10. Jerryson’s “Exposure of Buddhism” and the Christian Religio-Cultural Legacy of Violence in U.S. War-Culture
Buddhist Violence and Religious Authority - A Tribute to the Work of Michael Jerryson - Margo Kitts
Kelly Denton-Borhaug [+ ]
Moravian College
Description
This chapter draws on Jerryson’s insights as a heuristic to illuminate the religio-cultural violence in “U.S. war-culture.” Jerryson’s revelation of inadequate yet dominant patterns of analysis of Buddhism has surprising application to “the lived practice of Christianty” in the United States. As the editors of this volume emphasize, for too long, scholars in the west, because of their vision of Buddhism as “a pacific, chiefly meditative practice aiming for personal salvation and world peace,” missed seeing deeper destructive dynamics at work. (Prospectus) Jerryson’s “trailblazing study” shows how studies of Buddhism centering largely on doctrine and tradition, were insufficient. Meticulously and courageously drilling into patterns of discursive practices and institutional structures in “lived Buddhism,” his work shines light on the innerworkings of violence. This is indeed to “reexamine uncomfortable areas.” I will reflect on Jerryson’s discoveries about Buddhism in light of my own about Christianity, regarding exploration that I began, not long after Sept. 11, 2001, of widespread cognitive assumptions that link religion, militarism, war and national identity in the United States. I argue that scholars and citizens in the United States also miss seeing and adequately responding to the innerworkings of this religious violence in U.S. war-culture of the post 9/11 era.

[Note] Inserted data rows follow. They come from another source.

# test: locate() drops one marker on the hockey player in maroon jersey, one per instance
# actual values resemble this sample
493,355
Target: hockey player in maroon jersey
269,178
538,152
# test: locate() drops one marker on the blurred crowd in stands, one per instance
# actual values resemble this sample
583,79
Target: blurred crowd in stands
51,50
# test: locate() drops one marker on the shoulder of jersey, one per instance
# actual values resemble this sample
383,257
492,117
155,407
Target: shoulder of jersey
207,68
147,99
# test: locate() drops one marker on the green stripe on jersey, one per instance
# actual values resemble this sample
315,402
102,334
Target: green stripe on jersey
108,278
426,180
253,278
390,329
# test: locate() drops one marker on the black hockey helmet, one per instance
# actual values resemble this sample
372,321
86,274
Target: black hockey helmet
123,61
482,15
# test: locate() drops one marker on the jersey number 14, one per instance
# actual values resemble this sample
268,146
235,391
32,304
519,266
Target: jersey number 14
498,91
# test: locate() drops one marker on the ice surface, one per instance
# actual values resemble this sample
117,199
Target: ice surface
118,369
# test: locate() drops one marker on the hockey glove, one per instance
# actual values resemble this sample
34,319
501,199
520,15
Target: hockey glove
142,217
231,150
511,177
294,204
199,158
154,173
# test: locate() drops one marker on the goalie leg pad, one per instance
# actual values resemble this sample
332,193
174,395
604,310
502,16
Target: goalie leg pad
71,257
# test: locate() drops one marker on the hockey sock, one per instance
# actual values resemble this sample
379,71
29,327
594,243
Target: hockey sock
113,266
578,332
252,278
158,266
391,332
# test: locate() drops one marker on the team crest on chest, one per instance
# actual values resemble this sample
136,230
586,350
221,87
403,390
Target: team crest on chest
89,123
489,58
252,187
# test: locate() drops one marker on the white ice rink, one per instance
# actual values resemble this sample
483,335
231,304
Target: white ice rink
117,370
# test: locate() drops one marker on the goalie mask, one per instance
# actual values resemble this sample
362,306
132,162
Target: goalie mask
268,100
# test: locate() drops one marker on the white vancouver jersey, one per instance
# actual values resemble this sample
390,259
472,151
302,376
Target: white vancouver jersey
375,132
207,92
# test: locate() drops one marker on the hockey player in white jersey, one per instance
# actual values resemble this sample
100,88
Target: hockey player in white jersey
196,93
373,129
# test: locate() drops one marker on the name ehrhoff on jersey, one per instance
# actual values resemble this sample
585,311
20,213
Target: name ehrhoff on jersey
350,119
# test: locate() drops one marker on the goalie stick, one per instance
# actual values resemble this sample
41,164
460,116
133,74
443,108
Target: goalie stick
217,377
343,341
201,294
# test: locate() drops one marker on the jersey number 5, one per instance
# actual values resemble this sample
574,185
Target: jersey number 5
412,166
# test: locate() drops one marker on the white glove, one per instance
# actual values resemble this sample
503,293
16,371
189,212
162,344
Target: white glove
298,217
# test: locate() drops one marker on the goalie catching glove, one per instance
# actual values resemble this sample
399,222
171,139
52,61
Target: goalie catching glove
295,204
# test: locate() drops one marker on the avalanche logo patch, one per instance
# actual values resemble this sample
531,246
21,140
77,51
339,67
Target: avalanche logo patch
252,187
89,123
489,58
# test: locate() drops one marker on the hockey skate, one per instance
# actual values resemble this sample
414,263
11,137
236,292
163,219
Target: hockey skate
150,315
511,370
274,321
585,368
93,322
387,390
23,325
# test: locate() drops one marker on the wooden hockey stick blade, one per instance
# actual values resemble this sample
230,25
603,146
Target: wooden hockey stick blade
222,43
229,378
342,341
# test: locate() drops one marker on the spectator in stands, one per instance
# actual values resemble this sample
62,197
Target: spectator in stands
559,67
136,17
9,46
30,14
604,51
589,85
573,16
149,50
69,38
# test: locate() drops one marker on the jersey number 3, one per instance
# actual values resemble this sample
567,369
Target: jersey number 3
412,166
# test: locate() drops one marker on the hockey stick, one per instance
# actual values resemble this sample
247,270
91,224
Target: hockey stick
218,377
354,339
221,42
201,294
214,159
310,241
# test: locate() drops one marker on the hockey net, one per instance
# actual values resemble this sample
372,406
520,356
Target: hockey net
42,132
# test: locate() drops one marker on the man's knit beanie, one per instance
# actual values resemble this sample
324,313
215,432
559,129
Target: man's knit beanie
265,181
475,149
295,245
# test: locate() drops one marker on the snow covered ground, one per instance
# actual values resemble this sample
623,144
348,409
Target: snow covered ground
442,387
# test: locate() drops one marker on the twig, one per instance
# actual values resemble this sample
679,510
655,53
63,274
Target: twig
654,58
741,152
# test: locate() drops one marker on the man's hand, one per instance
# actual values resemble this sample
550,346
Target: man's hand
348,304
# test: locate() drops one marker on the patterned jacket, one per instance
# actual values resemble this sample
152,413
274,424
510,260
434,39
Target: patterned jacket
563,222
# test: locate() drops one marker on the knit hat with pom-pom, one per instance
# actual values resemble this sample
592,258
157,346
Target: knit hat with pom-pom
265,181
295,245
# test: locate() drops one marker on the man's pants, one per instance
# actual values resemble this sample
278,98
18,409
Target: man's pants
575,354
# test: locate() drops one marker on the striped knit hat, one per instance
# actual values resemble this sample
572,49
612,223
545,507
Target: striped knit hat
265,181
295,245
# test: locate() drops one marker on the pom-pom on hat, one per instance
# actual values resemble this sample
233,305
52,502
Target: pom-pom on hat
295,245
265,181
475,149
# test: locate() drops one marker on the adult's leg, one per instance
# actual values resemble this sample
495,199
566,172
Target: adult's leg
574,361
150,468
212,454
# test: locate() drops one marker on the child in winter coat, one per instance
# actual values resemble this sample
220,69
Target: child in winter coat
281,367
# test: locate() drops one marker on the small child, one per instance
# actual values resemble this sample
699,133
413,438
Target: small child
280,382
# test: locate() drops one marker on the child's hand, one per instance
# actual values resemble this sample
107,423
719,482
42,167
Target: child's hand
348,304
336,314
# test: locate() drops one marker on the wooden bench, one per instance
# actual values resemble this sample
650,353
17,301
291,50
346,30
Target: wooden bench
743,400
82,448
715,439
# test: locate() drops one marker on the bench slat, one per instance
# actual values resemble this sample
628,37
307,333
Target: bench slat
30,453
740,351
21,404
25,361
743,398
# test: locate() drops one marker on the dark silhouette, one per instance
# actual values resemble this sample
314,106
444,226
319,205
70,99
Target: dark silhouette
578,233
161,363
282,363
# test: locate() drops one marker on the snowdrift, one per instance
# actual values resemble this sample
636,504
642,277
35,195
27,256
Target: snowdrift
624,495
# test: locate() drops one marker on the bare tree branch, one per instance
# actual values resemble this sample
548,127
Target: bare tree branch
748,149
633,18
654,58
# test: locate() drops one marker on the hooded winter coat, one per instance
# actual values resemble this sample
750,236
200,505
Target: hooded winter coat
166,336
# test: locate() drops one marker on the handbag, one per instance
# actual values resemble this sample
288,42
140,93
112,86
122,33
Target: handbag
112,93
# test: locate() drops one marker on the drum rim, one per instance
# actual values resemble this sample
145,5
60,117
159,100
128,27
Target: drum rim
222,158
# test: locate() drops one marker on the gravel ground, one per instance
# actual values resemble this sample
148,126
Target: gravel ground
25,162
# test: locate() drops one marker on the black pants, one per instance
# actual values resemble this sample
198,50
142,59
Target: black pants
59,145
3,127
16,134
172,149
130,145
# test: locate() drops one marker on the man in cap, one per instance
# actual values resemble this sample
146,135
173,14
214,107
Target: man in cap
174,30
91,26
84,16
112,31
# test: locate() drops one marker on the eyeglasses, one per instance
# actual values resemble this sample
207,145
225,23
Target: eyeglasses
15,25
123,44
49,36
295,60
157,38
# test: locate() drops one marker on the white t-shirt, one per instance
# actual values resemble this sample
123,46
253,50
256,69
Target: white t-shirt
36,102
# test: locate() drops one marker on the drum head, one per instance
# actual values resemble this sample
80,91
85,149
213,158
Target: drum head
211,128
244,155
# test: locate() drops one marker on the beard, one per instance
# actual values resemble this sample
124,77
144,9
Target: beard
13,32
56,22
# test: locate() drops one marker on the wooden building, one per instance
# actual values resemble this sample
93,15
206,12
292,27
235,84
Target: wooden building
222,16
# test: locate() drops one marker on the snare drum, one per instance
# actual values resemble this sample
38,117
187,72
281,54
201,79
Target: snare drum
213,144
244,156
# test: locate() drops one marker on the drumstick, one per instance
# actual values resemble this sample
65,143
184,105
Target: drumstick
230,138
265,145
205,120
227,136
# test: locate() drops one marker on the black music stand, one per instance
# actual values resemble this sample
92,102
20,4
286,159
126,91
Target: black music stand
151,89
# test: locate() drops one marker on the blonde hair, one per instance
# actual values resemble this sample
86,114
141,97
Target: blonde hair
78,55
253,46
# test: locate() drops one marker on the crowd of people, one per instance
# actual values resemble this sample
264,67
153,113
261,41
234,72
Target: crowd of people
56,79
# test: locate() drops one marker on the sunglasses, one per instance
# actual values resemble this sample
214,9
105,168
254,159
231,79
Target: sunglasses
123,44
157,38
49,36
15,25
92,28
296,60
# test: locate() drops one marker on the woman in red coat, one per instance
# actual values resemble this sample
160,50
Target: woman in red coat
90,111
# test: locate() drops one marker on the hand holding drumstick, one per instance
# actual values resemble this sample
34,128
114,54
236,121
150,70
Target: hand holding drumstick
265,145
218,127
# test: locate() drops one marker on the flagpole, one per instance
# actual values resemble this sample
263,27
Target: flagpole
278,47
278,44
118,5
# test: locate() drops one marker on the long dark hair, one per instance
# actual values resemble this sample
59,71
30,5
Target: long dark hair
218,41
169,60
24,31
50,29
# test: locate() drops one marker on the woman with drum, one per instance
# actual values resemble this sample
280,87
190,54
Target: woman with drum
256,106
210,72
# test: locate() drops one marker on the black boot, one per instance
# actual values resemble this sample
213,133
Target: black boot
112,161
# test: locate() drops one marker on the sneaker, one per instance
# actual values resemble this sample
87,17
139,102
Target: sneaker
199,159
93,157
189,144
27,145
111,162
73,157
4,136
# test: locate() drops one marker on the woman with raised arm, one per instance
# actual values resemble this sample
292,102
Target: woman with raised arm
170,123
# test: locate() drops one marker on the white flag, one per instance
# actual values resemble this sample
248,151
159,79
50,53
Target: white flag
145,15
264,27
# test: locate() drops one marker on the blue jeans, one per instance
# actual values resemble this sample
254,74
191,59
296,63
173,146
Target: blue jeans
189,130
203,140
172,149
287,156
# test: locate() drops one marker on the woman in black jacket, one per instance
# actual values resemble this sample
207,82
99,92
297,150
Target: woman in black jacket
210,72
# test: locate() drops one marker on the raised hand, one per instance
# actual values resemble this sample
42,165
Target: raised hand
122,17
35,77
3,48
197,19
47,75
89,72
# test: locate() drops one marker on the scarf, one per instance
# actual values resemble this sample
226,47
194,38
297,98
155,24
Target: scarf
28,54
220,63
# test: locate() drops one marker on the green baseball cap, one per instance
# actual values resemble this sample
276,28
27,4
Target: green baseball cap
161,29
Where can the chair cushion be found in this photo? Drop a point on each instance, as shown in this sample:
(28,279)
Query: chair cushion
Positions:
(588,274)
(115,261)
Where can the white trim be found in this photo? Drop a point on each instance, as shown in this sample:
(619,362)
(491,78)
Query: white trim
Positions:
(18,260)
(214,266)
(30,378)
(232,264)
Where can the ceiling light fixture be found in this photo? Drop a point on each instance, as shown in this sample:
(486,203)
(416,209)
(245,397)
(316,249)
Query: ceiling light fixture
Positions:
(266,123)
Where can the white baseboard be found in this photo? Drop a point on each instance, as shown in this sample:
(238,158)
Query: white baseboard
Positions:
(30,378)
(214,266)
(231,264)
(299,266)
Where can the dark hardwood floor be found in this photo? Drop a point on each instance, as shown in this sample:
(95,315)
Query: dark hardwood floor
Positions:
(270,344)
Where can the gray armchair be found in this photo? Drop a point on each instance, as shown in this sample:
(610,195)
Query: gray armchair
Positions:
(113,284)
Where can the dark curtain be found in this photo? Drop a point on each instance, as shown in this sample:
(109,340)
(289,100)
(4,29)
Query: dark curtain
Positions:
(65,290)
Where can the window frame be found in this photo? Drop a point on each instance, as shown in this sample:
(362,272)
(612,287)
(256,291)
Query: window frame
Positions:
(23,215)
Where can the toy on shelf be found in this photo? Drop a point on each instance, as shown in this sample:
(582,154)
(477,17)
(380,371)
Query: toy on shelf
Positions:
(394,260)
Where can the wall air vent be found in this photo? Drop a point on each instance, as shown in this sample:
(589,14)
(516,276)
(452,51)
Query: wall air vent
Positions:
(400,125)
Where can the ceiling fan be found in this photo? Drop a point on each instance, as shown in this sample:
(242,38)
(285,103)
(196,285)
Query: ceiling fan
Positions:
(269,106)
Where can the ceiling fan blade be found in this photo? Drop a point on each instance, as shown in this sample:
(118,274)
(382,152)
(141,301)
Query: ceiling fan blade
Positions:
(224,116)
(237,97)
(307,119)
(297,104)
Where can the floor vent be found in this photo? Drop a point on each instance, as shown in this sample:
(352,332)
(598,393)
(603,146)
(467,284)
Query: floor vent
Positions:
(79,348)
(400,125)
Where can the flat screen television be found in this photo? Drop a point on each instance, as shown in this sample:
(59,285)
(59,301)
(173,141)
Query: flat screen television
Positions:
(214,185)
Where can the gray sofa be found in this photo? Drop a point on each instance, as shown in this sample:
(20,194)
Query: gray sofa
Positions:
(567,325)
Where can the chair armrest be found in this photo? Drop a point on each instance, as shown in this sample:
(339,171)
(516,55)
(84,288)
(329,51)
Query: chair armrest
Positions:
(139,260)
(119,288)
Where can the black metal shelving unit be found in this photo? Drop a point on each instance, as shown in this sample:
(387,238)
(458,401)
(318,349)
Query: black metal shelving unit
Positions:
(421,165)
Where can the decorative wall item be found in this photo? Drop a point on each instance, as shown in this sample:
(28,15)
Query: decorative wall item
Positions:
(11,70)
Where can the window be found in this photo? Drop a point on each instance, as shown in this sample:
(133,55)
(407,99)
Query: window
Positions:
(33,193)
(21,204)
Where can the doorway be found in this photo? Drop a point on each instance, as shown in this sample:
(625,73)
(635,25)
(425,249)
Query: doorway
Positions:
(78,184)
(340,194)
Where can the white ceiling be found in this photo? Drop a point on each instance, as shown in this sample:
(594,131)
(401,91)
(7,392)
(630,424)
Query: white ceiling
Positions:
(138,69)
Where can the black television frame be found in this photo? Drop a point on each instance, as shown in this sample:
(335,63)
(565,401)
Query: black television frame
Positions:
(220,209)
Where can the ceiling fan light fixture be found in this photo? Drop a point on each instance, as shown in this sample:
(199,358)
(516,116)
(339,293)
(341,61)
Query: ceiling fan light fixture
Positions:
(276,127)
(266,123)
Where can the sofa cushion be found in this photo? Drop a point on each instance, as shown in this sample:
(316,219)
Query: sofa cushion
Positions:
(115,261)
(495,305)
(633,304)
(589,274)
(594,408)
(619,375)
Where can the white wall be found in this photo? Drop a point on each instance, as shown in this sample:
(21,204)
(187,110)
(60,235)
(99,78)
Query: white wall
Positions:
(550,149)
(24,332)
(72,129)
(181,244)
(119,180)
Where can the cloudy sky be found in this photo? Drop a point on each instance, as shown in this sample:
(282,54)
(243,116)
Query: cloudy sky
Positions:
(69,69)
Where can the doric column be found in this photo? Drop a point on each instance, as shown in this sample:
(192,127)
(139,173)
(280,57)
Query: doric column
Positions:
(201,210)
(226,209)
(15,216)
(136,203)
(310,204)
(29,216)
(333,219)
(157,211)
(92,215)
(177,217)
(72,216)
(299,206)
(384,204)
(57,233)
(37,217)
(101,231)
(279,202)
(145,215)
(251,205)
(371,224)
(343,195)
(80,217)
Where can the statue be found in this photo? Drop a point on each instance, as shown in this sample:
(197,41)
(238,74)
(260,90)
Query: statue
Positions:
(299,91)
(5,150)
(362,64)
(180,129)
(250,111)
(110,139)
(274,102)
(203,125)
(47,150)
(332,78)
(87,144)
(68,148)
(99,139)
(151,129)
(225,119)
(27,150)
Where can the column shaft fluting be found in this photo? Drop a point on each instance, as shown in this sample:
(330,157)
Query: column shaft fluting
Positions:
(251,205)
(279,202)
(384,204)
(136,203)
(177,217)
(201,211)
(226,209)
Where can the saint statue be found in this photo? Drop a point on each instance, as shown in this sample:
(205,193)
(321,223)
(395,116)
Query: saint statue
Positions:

Jerryson’s work inspires and informs my attempts similarly to “expose” a reality that largely remains hidden from dominant consciousness in scholarship and popular imagination -- U.S. war-culture, and its direct, structural and cultural systems of violence that are glorified, justified and concealed by way of Christian (civil) religious discourse, logic, doctrine and ritual.